Hardware zone

Objective: Operating modes & control Content:

  • Manual / automatic

  • Start logic

  • "Any sequence ready"

  • Distinction from sequence

1. Why are there hardware zones?

In classic machine controls, operating modes, start logic and approvals are often implemented globally or distributed in the code. The consequence are typical problems:

  • unclear responsibility ("Who is allowed to start what?")

  • mixed process and operating logic

  • difficult-to-control sub-systems

  • unclean shutdown in case of errors

The hardware zone exists to clearly separate operation and responsibility from the process.


2. What is a hardware zone?

A hardware zone is the overarching operating and responsibility area for one or more sequences.

A hardware zone:

  • encapsulates a real part of the plant

  • provides operating modes (manual / automatic)

  • manages start and approval logic

  • monitors overarching states

The hardware zone does not decide what happens, but whether it is allowed to happen.


3. Classification in the overall Selmo model

The hardware zone is part of the hierarchical structure:

  • Plant – entire plant

  • hardware zone – operation & responsibility

  • Sequence – functional process

  • zone – technical significance

Important:

  • Sequences operate within a hardware zone

  • A hardware zone contains no process logic


4. Area of responsibility of the hardware zone

The hardware zone is responsible for:

  • operating mode of the contained sequences

  • enabling or blocking of automatic mode

  • central start behavior

  • overarching shutdown reactions

It is not responsible for:

  • process details

  • state logic

  • technical signal evaluation


5. Operating modes of the hardware zone

A hardware zone typically knows two operating modes:

Manual operation

  • Operator influences zones manually

  • Sequences remain active

  • Logic and monitoring remain fully valid

Automatic operation

  • System drives the process

  • Sequences run autonomously

  • Transitions occur automatically

Sequences themselves do not know an operating mode – they are framed by the hardware zone.


6. Automatic enablement

Automatic operation alone is not sufficient. In addition, each hardware zone requires an automatic enablement.

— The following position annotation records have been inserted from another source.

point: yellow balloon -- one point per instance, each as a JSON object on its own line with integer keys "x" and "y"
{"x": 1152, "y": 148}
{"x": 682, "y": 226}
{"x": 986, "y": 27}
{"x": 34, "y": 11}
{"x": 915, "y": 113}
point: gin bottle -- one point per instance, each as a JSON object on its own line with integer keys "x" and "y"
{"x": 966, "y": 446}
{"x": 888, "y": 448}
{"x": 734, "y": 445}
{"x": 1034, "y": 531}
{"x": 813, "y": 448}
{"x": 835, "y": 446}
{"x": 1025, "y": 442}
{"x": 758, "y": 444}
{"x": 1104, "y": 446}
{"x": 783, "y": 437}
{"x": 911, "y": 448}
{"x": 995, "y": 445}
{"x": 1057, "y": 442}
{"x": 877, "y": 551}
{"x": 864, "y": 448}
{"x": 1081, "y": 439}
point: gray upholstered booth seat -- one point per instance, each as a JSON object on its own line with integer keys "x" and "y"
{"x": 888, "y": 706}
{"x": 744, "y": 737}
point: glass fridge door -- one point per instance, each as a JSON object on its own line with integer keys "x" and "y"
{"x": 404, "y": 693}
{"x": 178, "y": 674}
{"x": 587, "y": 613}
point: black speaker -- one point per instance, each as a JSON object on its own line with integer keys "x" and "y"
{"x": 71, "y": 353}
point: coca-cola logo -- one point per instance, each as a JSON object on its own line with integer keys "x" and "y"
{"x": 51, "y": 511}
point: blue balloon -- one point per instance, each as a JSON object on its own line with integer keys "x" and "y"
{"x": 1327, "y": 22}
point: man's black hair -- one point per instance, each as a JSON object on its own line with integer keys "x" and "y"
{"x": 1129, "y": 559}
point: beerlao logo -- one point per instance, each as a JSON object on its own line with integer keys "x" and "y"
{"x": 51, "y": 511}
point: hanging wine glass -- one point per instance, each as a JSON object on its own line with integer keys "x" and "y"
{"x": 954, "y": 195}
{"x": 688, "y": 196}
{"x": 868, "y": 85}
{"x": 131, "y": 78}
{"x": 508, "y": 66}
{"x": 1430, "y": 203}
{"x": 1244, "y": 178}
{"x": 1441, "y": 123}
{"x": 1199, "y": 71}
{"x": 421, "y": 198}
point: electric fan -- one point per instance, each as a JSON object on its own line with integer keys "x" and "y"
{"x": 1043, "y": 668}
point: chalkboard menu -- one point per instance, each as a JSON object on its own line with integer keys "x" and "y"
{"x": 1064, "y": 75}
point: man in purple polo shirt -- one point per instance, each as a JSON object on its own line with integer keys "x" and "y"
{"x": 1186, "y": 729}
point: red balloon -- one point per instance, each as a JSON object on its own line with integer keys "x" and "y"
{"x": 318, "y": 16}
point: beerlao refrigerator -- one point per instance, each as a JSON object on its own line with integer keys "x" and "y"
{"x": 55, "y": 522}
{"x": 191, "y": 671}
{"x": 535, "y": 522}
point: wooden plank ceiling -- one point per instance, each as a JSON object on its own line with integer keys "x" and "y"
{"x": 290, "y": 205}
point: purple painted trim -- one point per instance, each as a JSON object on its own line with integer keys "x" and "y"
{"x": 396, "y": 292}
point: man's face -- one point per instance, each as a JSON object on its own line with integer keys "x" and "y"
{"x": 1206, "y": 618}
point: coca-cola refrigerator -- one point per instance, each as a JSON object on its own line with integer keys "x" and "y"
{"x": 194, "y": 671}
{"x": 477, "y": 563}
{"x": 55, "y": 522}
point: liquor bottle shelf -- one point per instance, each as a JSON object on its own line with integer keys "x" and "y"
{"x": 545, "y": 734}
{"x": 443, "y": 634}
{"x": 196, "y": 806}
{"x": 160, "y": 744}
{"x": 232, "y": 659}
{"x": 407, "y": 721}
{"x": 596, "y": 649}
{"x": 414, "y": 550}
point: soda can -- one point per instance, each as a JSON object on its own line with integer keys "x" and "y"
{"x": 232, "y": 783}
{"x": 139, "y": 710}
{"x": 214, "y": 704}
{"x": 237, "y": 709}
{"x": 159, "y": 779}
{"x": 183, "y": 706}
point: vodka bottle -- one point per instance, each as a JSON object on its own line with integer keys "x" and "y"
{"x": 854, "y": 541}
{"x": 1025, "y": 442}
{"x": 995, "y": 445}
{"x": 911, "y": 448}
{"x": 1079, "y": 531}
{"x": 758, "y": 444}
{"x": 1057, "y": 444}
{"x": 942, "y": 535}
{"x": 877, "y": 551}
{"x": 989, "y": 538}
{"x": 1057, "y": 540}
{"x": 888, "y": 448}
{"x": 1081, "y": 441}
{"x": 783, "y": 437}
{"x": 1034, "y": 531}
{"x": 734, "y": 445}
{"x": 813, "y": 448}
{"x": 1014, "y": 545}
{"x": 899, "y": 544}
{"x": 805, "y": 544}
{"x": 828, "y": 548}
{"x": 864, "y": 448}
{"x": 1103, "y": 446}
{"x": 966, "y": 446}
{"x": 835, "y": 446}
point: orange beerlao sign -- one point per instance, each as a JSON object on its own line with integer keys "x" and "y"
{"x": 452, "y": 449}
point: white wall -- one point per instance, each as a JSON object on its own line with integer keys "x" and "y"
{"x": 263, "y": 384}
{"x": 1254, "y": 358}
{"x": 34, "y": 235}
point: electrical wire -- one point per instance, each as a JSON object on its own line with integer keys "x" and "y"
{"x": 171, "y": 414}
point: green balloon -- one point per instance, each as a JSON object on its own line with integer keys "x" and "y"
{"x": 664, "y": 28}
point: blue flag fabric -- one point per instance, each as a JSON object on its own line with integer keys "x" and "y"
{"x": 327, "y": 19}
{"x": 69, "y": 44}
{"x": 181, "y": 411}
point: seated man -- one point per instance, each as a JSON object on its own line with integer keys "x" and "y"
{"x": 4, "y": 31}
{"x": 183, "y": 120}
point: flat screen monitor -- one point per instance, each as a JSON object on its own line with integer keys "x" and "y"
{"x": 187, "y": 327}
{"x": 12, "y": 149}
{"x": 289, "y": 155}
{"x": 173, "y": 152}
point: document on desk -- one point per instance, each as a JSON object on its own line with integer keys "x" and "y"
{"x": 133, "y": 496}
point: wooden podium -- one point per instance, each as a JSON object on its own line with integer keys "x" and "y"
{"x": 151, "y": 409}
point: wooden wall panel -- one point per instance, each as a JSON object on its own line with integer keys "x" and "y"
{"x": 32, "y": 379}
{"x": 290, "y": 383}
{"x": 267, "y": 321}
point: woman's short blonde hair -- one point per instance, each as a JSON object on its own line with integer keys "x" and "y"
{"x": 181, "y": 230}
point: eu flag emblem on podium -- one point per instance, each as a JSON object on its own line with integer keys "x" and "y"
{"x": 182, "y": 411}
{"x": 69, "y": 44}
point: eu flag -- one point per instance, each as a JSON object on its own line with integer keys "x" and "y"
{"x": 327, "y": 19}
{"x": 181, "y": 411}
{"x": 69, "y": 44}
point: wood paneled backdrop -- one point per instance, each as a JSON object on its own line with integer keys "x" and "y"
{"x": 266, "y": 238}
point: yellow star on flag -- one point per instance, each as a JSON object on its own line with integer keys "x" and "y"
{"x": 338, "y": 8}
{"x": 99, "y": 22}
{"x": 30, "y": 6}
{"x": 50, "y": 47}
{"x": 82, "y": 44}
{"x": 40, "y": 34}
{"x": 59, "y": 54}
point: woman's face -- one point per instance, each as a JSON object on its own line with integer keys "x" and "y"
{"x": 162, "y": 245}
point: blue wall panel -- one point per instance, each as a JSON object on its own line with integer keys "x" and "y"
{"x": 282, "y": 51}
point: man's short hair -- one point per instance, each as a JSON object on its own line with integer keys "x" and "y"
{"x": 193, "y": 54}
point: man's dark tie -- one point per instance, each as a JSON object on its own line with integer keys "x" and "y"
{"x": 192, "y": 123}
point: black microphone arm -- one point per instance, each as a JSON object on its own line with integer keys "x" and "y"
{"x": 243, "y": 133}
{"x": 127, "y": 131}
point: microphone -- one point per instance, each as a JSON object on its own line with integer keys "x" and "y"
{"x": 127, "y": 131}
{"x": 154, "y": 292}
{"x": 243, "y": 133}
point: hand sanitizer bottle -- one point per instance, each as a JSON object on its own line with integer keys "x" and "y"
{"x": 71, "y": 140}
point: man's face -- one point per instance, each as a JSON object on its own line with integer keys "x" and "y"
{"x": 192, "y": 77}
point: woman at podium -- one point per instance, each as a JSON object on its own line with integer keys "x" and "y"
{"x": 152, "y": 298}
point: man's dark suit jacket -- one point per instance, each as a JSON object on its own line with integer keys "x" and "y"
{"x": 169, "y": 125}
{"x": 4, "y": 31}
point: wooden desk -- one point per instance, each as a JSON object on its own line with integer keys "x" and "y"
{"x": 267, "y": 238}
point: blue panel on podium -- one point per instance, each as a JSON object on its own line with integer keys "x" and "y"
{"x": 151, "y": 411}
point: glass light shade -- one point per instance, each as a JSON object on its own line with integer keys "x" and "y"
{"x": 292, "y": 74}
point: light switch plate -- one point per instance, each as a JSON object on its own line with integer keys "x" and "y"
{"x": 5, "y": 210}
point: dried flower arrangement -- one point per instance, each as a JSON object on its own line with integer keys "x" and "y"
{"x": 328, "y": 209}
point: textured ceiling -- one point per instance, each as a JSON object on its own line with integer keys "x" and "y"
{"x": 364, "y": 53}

Characteristics of the automatic enablement:

  • consciously activated by the operator

  • time-defined (e.g. hold pressed)

  • can be revoked at any time

The automatic enablement is revoked in case of:

  • interlock errors in a sequence

  • CMZ errors at HW zone or plant level

The hardware zone is the guardian of the automatic mode.


7. Start logic in the hardware zone

The hardware zone takes over the central start decision:

  • it recognizes which sequences are ready to start

  • it starts sequences selectively or together

  • it prevents inadmissible starts

Typical principle:

  • "Any Sequence ready to start"

  • Start occurs onlyif all conditions are met

Important:

The hardware zone coordinates – it does not interpret a process.


8. Relationship hardware zone ↔ sequence

For clear separation:

  • hardware zone

    • provides operating mode

    • allows or forbids start

    • stops on overarching errors

  • Sequence

    • describes the process

    • knows its own state

    • reacts deterministically to deviations

No layer takes over the task of the other.


9. Error and shutdown behavior

The hardware zone reacts to errors hierarchically:

  • Sequence error → affects only this sequence

  • Hardware zone CMZ → stops all sequences of this HW zone

  • Plant CMZ → stops the entire plant

The following applies:

  • no undefined intermediate states

  • no partial continued running

  • clear, reproducible reaction


10. Hardware zone and operator

The operator interacts with the hardware zone via:

  • selection of operating mode

  • start

  • reset / enable

The operator:

  • influences no logic

  • bypasses no monitoring

  • controls no processes directly

The hardware zone is the operator interface to the machine, not to the logic.


11. Distinction from other elements

For clarification:

  • Hardware zone ≠ Sequence → no process description

  • Hardware zone ≠ zone → no technical significance

  • Hardware zone ≠ CMZ → CMZ is a monitoring function

  • Hardware zone ≠ Plant → it is part of the overall plant


12. Typical errors in dealing with hardware zones

Common mistakes are:

  • process logic in the hardware zone

  • hardware zones that are too large

  • operating modes per sequence

  • mixing safety and operation

  • global start logic without structure

A good rule of thumb:

If a hardware zone knows the process, it is modeled incorrectly.


13. Summary

A hardware zone is:

  • the operating and responsibility frame of a part of the plant

  • responsible for manual / automatic and approvals

  • strictly separated from process and technology

  • a prerequisite for scalable, safe machines

The hardware zone brings order to operation – so that the logic can remain clean.